The Power of Symbolism and Visibility

In a community college system with 116 colleges, Dr. King is the sole Afra-Latina president and, therefore, understands the importance of symbolism and visibility. To maintain visibility and show those SDCCE students who look like her and share her background that they too are represented at the highest level of education, she produces a staggering number of professional videos announcing upcoming events and inspiring and praising students and associations.

Visibility and symbolism are not the only reasons she produces videos featuring her broad smile, welcoming tone, and enthusiasm for education. Since a significant number of SDCCE students are undocumented, dreamers, and refugees, she always considers the variety of backgrounds her students possess and assumes not every student is going to read the school’s literature. “How do you speak to people without making them feel inferior? I try to humanize myself. I’m saying, ‘I’m normal too, I can laugh, I can giggle,’” says Dr. King. Her videos make her relatable in the community she serves.

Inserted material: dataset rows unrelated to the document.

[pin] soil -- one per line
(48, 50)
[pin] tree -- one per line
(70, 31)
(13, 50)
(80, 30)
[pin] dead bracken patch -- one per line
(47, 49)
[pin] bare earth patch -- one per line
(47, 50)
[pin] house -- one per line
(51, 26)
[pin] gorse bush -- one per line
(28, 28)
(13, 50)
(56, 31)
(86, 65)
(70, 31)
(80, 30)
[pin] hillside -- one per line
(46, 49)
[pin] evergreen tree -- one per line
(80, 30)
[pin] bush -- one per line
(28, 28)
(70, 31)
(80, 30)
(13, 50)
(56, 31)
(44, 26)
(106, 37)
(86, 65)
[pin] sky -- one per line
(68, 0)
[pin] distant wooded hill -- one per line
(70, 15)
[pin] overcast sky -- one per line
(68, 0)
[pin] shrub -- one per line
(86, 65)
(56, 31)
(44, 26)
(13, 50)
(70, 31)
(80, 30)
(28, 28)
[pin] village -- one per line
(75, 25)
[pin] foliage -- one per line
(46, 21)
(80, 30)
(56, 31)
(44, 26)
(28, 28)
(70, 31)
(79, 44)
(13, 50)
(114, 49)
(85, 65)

Leading with an Equity-Minded Approach to Education

Whether or not technology creates equity in education depends on how well it’s deployed and executed. Using those technologies that saw US colleges through the pandemic, SDCCE is now meeting students’ multiple needs by offering face-to-face, online, and HYFLEX courses. Students in HYFLEX courses can attend a class face-to-face or access it online, depending on their schedules and lifestyles. Students running late for a class because they’re sitting on a bus stuck in traffic, for example, can log into their class and participate without losing valuable seat time.

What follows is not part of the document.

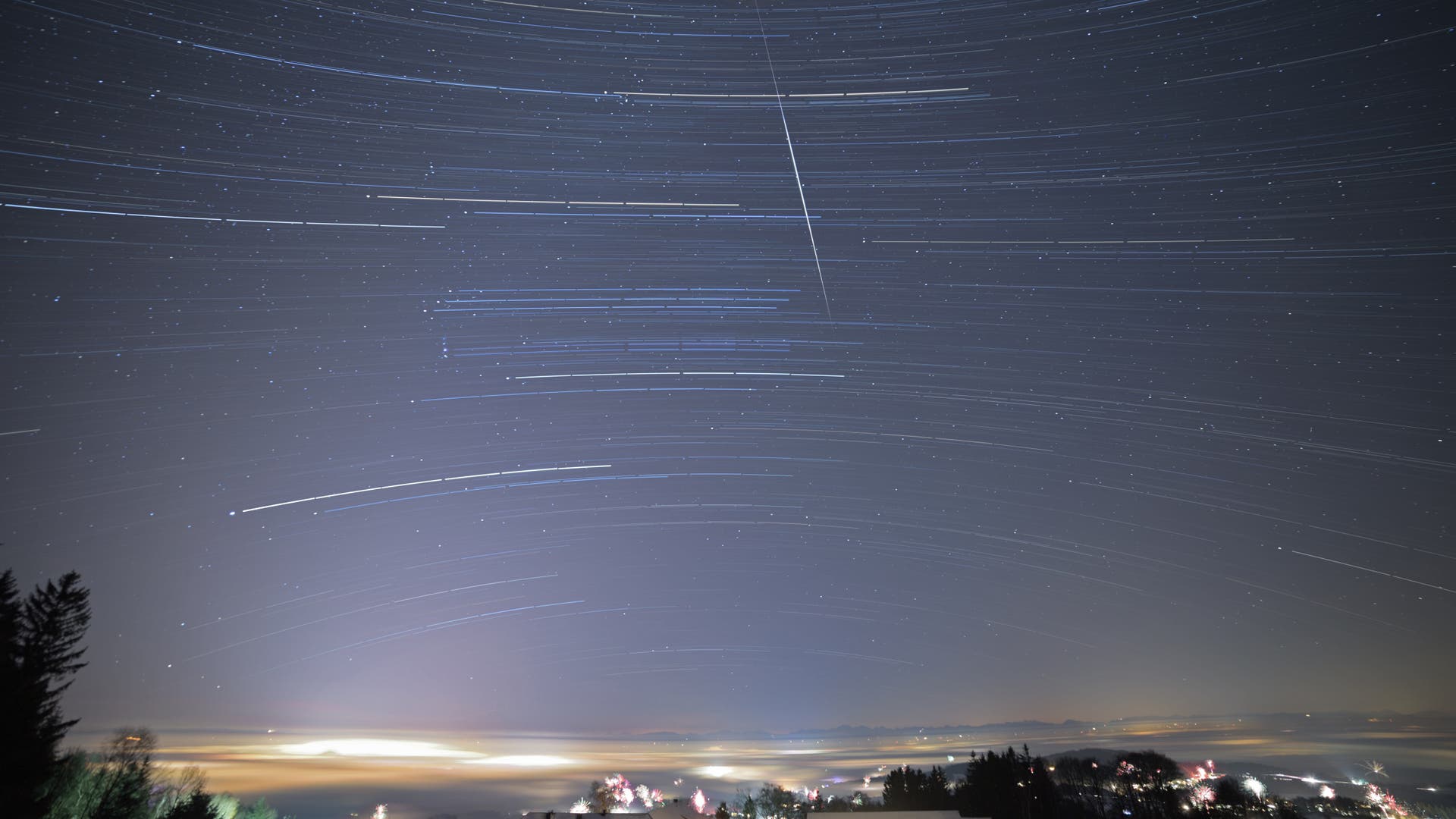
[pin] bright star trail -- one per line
(471, 366)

To assist digitally challenged students, each of SDCCE’s seven campuses has a digital navigator, a tech-savvy individual who supports students on SDCCE’s various platforms. For those students who don’t own a digital device, SDCCE created a loaner device program.

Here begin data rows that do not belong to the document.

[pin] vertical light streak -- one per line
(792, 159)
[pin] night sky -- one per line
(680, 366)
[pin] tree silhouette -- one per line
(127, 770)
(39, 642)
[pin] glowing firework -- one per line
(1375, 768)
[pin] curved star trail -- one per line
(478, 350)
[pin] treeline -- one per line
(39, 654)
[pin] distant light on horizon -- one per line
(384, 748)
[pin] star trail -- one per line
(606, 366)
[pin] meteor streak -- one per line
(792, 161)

When Dr. King is not inspiring students who look like her to achieve their dreams, producing inspirational videos, or meeting students’ various modalities, she’s teaching a graduate course at San Diego State University on equity-minded approaches to student success. This required course for master’s students explores how organizational structures, funding, and policy impact the most vulnerable students, using a theoretical framework established by Estela Bensimon of USC. “We challenge our students to think critically and outside the box, and prepare them to go into spaces as equity-minded warriors and to advocate for their students and the community they serve,” says Dr. King.

On the wall of her office hangs a framed picture of a Sankofa. Rooted in Ghana, the Sankofa is a symbol encouraging individuals to learn from their history, so they repeat the positive aspects and abandon the negative. Although Dr. King majored in liberal studies as an undergraduate, she minored in Pan African studies so that, as a Mexican and Black woman, she could understand her identity and history and carry both into the future. “Forty years ago, K-12 wasn’t teaching the way we should have been learning about black individuals and African studies,” says Dr. King. “Pan African studies helped me be very proud of being Afra-Latina. When you were growing up, back in the day, you felt like you wanted to conform and be like others because academia set it up so that this idea was dominant. Being able to learn about my culture and being Mexican and Black really helped me to feel proud and lead with that.”